But I recently stumbled on another approach that promises to allow you to stretch yourself with goals but avoid quickly tanking them when reality hits. It’s called the MTO technique.
The problem with traditional goals
Before I explain how to set goals with the MTO technique, let me explain why you shouldn’t feel bad that your previous attempts at goal setting haven’t worked. If you usually end up more demoralized by your goals than energized by them, you are very much not alone. Management researchers have found that traditional goal setting has serious downsides.
Yes, goals can be motivating in the short term. But as a Harvard Business School paper with the memorable title “Goals Gone Wild” notes, within organizations too much emphasis on goals can lead to “a narrow focus that neglects non-goal areas, a rise in unethical behavior, distorted risk preferences, corrosion of organizational culture, and reduced intrinsic motivation.”
Goals can make us lose sight of the bigger picture, cut ethical corners, and suck so much of the joy out of an activity that we forget why we even wanted to pursue it in the first place. Sometimes we even chase goals so frantically in the short term that we burn ourselves out in the longer term.

It’s not just within organizations that goals are problematic. They can have perverse effects on individuals, too. Every time New Year’s rolls around, many of us vow to exercise every day, get up at 5 a.m., or finally write that novel. Then the kids get sick, an insane deadline looms, or the roof springs a leak. We miss our goals for a bit, sink into self-recrimination, and declare the effort a failure. The result is even less self-confidence and motivation than we started with.
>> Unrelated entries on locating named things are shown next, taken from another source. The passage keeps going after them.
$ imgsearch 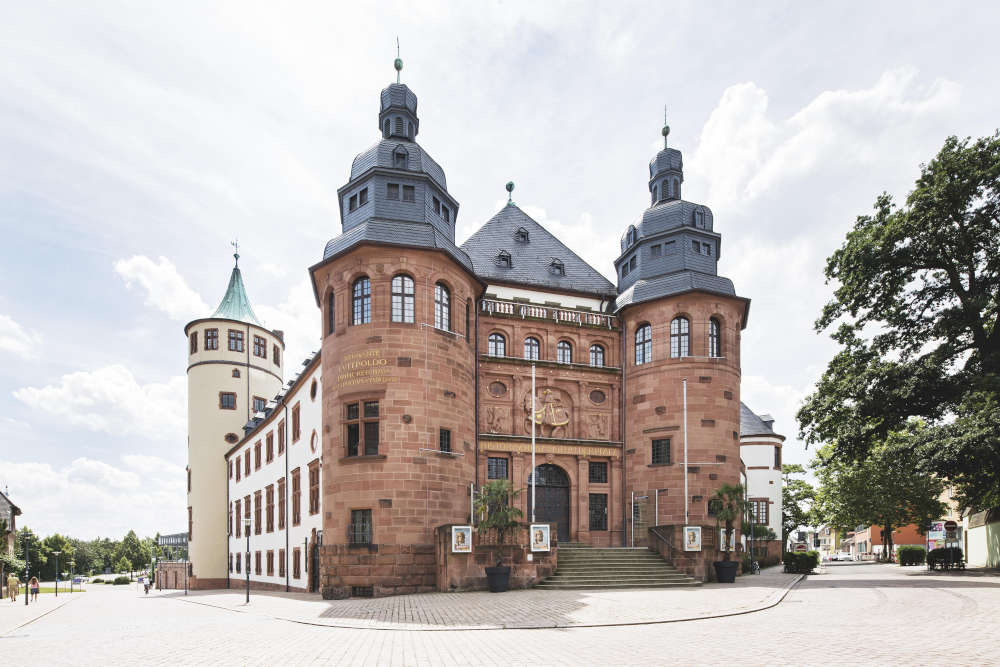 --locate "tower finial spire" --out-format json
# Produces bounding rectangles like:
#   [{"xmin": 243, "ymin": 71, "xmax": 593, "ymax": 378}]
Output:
[
  {"xmin": 660, "ymin": 104, "xmax": 670, "ymax": 149},
  {"xmin": 392, "ymin": 35, "xmax": 403, "ymax": 83}
]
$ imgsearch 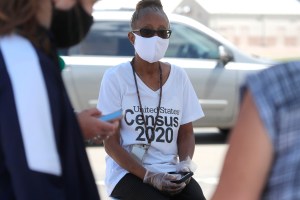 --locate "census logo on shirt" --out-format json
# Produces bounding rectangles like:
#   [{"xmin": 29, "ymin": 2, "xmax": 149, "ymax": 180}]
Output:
[{"xmin": 124, "ymin": 106, "xmax": 180, "ymax": 143}]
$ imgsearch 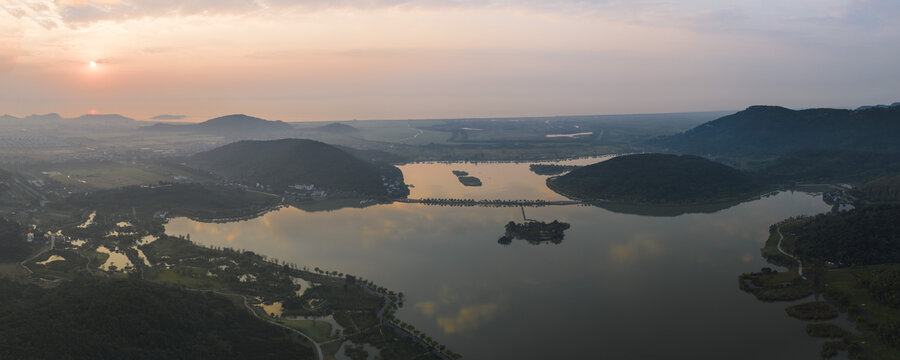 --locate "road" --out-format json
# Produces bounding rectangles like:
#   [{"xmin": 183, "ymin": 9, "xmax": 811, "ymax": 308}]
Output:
[
  {"xmin": 185, "ymin": 289, "xmax": 324, "ymax": 360},
  {"xmin": 775, "ymin": 227, "xmax": 803, "ymax": 276}
]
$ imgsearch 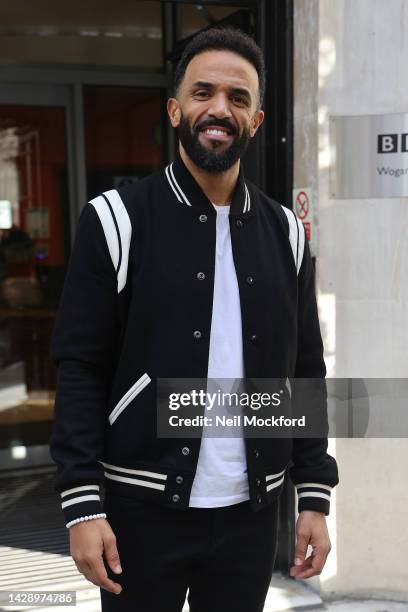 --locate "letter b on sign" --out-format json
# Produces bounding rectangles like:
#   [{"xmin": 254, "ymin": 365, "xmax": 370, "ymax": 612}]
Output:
[{"xmin": 377, "ymin": 134, "xmax": 398, "ymax": 153}]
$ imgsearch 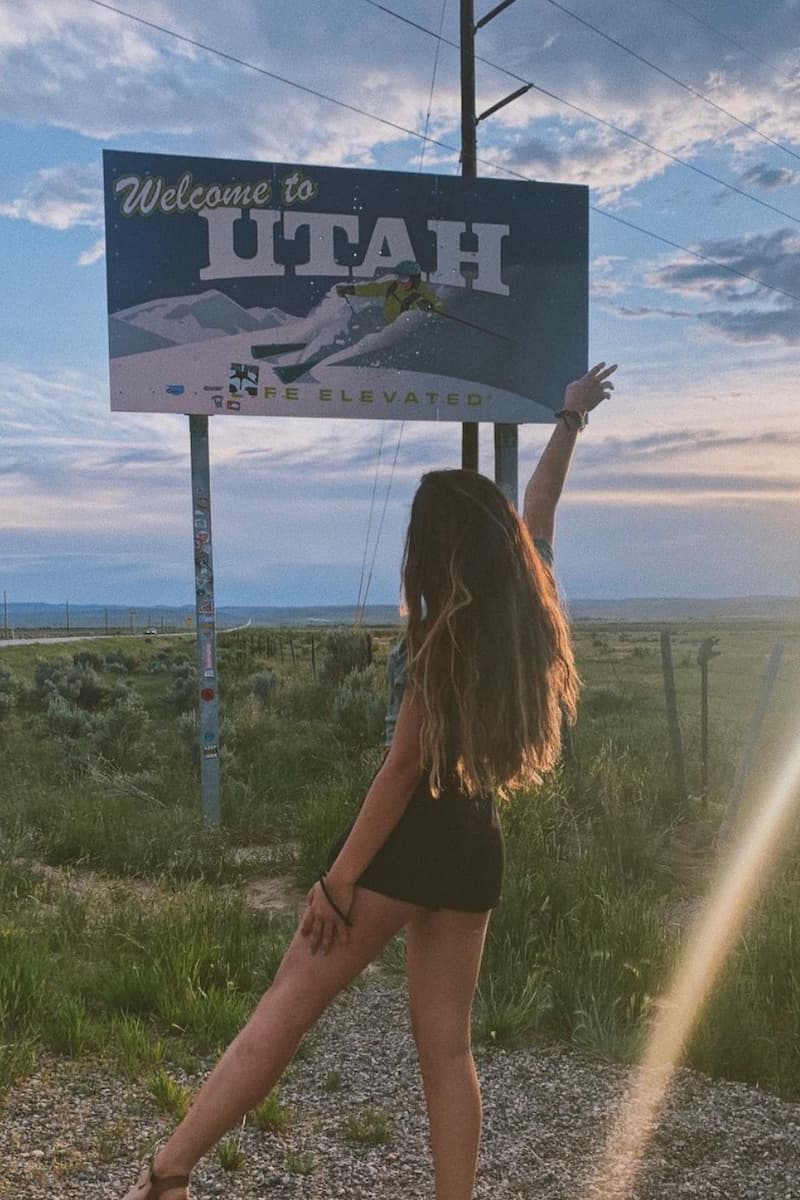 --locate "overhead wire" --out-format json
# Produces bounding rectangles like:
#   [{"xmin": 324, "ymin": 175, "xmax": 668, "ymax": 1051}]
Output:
[
  {"xmin": 363, "ymin": 0, "xmax": 800, "ymax": 224},
  {"xmin": 662, "ymin": 0, "xmax": 800, "ymax": 83},
  {"xmin": 86, "ymin": 0, "xmax": 800, "ymax": 304},
  {"xmin": 355, "ymin": 421, "xmax": 386, "ymax": 625},
  {"xmin": 545, "ymin": 0, "xmax": 800, "ymax": 162},
  {"xmin": 360, "ymin": 0, "xmax": 447, "ymax": 620}
]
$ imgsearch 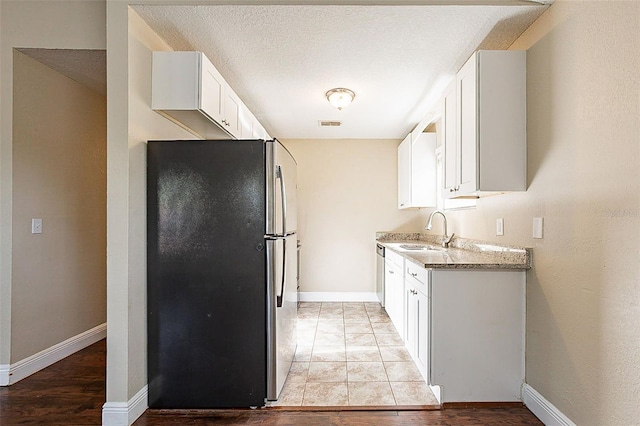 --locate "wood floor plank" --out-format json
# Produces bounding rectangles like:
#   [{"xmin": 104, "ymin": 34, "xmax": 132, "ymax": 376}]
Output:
[
  {"xmin": 0, "ymin": 340, "xmax": 542, "ymax": 426},
  {"xmin": 0, "ymin": 339, "xmax": 106, "ymax": 426}
]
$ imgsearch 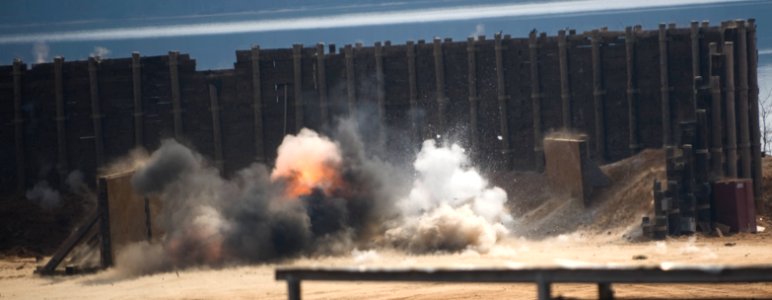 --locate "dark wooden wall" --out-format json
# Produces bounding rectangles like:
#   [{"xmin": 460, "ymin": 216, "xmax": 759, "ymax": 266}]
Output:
[{"xmin": 0, "ymin": 20, "xmax": 760, "ymax": 199}]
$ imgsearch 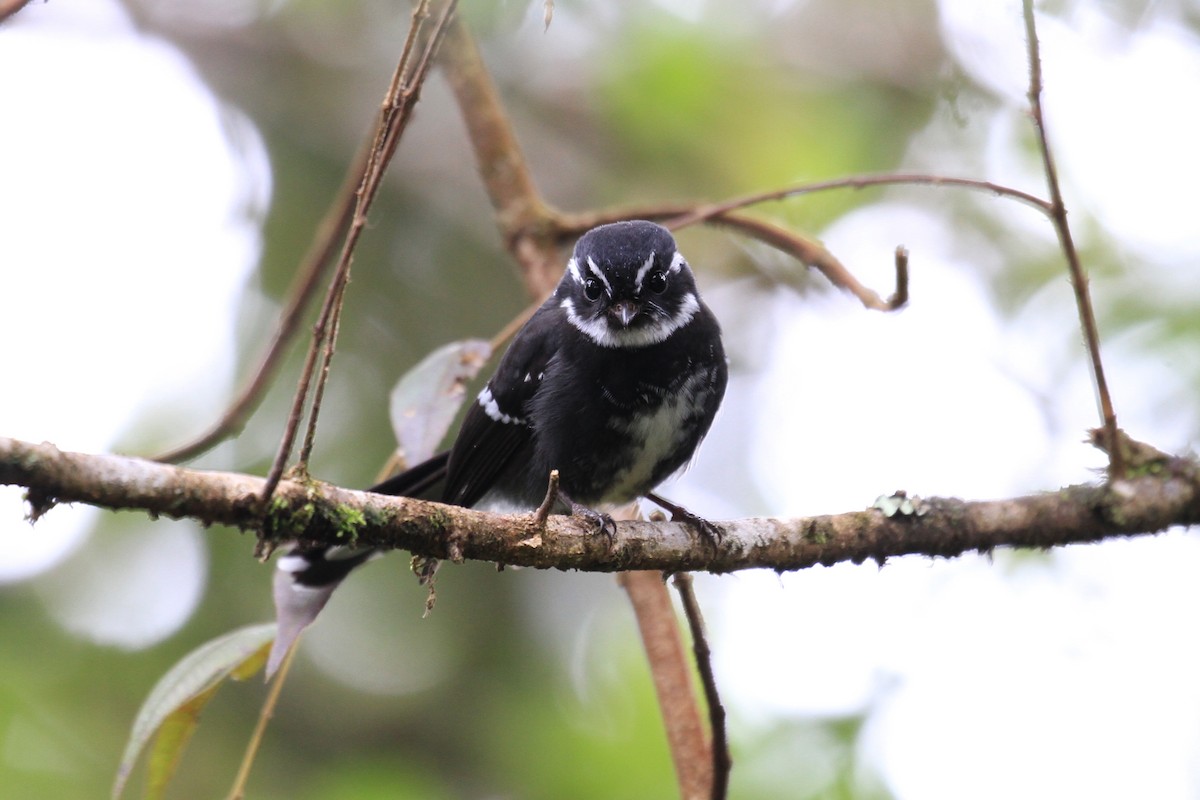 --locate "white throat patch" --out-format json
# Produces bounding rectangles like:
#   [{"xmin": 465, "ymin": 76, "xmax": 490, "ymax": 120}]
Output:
[{"xmin": 558, "ymin": 293, "xmax": 700, "ymax": 348}]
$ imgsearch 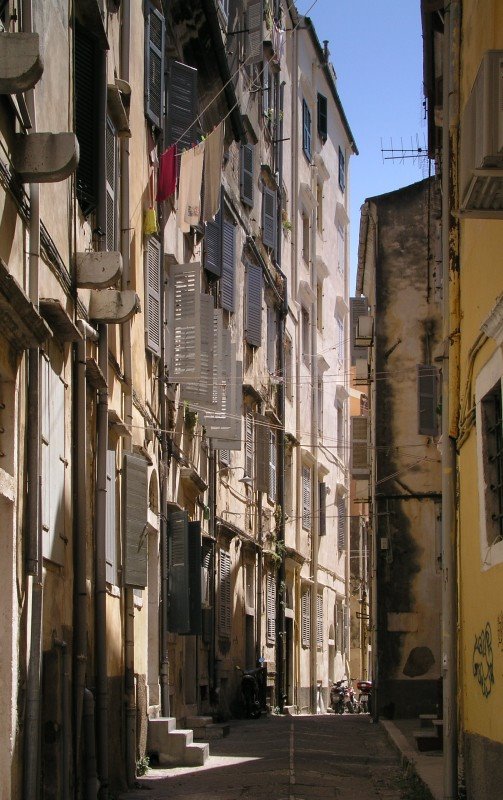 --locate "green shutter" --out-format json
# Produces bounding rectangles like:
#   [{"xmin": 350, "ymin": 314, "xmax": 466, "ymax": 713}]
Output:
[{"xmin": 123, "ymin": 453, "xmax": 148, "ymax": 589}]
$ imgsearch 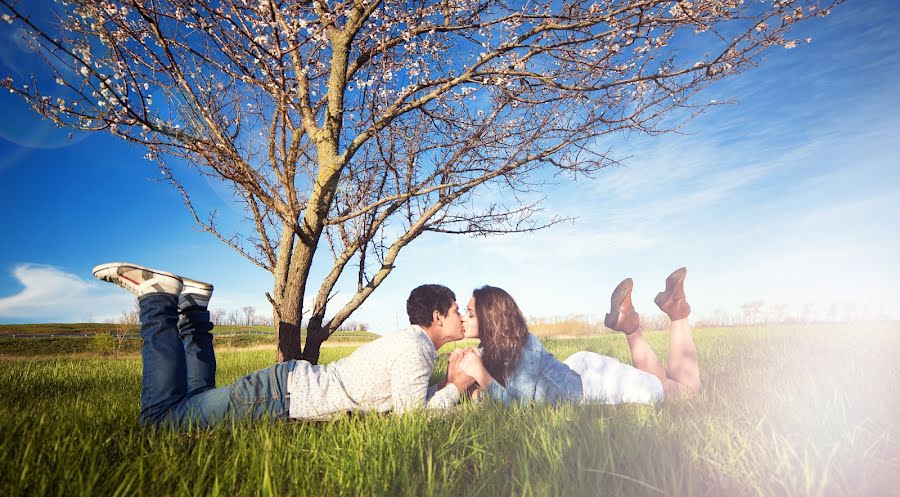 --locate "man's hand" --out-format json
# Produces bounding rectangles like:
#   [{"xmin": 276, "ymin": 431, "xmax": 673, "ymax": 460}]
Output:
[
  {"xmin": 458, "ymin": 347, "xmax": 494, "ymax": 389},
  {"xmin": 447, "ymin": 350, "xmax": 475, "ymax": 394}
]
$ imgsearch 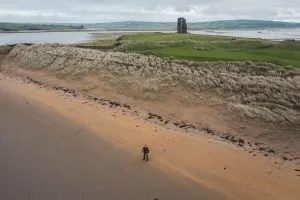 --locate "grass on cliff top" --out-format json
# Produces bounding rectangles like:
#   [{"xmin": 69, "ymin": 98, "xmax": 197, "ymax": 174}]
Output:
[{"xmin": 80, "ymin": 33, "xmax": 300, "ymax": 68}]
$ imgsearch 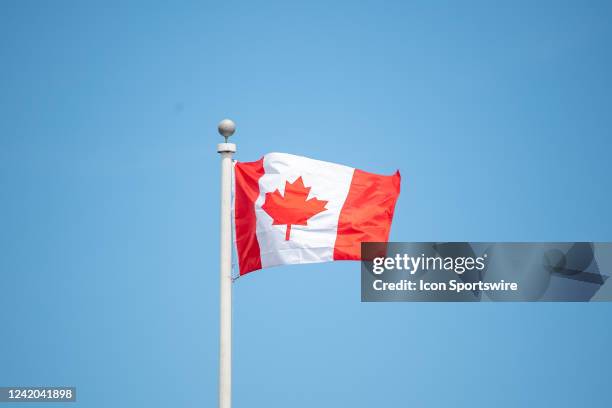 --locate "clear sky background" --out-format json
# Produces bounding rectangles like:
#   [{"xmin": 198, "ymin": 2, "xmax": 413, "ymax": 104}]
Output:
[{"xmin": 0, "ymin": 0, "xmax": 612, "ymax": 408}]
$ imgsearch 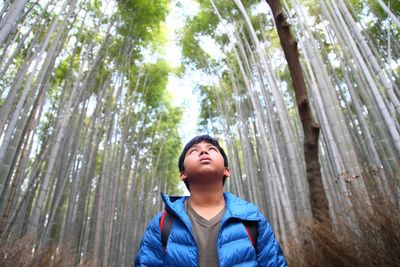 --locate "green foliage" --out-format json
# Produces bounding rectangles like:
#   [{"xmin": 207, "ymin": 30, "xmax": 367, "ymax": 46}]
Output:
[
  {"xmin": 118, "ymin": 0, "xmax": 169, "ymax": 45},
  {"xmin": 141, "ymin": 60, "xmax": 171, "ymax": 107}
]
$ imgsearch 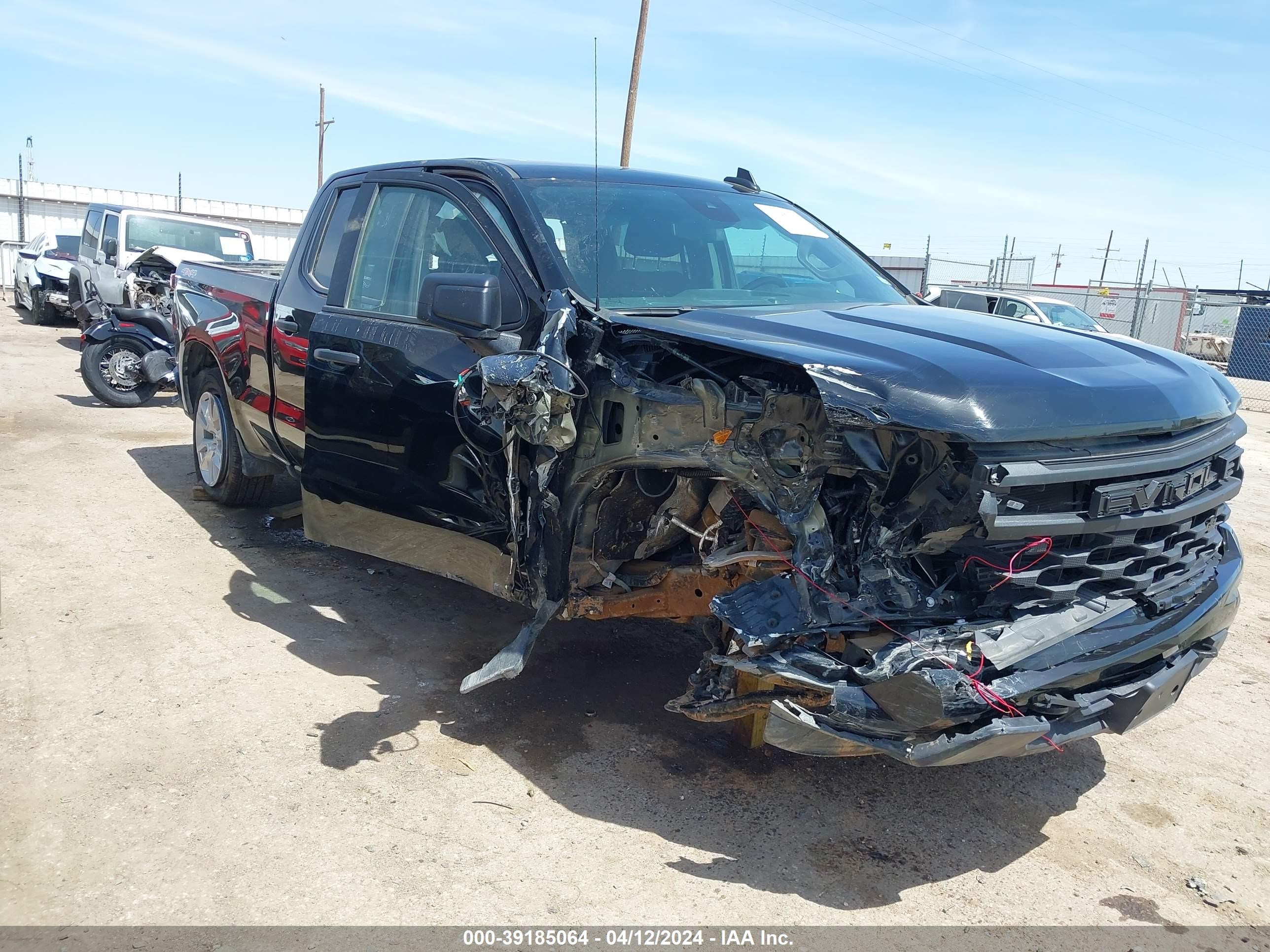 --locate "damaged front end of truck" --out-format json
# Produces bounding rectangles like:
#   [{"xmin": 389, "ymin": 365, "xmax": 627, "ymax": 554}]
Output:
[{"xmin": 455, "ymin": 292, "xmax": 1244, "ymax": 765}]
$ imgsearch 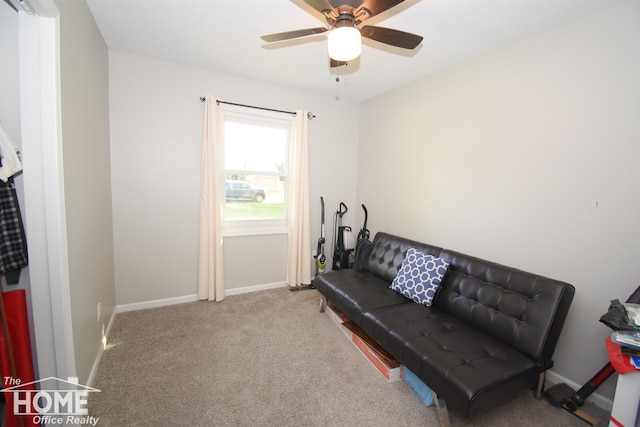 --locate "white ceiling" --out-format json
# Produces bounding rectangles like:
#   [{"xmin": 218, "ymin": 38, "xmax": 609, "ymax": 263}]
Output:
[{"xmin": 87, "ymin": 0, "xmax": 623, "ymax": 101}]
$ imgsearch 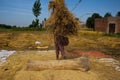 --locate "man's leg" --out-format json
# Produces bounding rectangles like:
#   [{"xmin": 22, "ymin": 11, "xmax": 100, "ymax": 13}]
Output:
[
  {"xmin": 55, "ymin": 44, "xmax": 59, "ymax": 59},
  {"xmin": 59, "ymin": 45, "xmax": 66, "ymax": 59}
]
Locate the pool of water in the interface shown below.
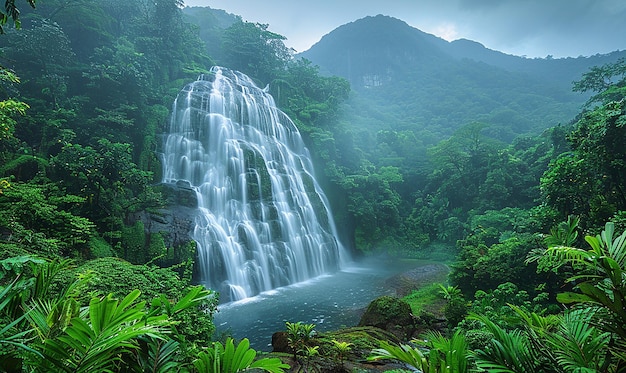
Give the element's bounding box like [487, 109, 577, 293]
[214, 259, 419, 351]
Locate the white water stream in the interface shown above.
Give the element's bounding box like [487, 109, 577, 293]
[163, 67, 347, 301]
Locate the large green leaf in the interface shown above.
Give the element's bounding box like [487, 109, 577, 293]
[193, 338, 289, 373]
[44, 290, 166, 373]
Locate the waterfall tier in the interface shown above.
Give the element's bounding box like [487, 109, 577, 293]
[163, 67, 345, 301]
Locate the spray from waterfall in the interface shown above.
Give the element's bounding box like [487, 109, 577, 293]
[163, 67, 346, 301]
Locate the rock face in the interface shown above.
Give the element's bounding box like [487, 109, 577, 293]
[131, 181, 198, 247]
[359, 296, 416, 340]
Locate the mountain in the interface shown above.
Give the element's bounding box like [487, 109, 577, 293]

How to set better goals with the MTO technique
What’s the way out of the trap? According to coach Raymond Aaron, the solution isn’t dropping goals entirely but making them more flexible to escape the “dreaded binary.” With a traditional goal like “work out every day” or “double sales,” you’re either a total winner or a total loser. The pressure is too intense and the expectation of perfection is incompatible with real life.
“Instead of writing a goal in The Dreaded Binary Technique, you break every goal into three levels,” Aaron writes on his website. He gives these levels the acronym MTO:
- Minimum: This is “what you can be counted on to achieve based on your past performance.”
- Target: This goal is a “stretch” that is “slightly beyond what you know you can accomplish.”
- Outrageous: Somewhat paradoxically, Aaron defines this one as “what you know you cannot achieve.”
Why the MTO technique beats traditional goals
It might sound odd to call just maintaining the status quo a minimum goal. But for Aaron, the low bar is the point. He offers the example of a salesperson who sets selling his typical seven widgets as his minimum goal and nine as his target, and becoming the company’s top salesperson as his outrageous goal.
“You will most likely achieve your Minimum, since that is what you typically do,” he explains. “You then look at your goal and realize that you’ve only got two sales to go to hit your Target. That will inspire you to go for it. If you achieve your Target then you are even happier; nevertheless even if you hit only seven or eight, you have still achieved your goal (at least to the Minimum) and you feel great. If you actually achieve Target, you are elated. And, the increased self-esteem you generate each month will soon propel you up into the Outrageous category.”
The motivating power of easy wins
The rigidity of traditional goals can be dispiriting. Aaron’s approach promises to have the opposite effect. By giving yourself an easy first target, you build confidence and energy, which makes hitting your T and O goals a lot more likely.
Best-selling author Oliver Burkeman claims it works for him. He has a target of starting to write each day by the leisurely hour of 10 a.m. It’s an easy goal, he writes, so he can stick to it “virtually without fail, through life’s ups and downs.” On the days he manages to start earlier, he feels elated and ahead. His low bar for his morning routine builds momentum that spurs greater success.
It seems counterintuitive that you might achieve more if you set more relaxed, flexible goals for yourself, but that’s what these experts claim. If you’re one of the many people who are already depressed about your progress in 2025, maybe it’s time to listen to their wisdom.
The MTO technique might just get you further toward your goals this year than the traditional approach of ambitious targets quickly abandoned.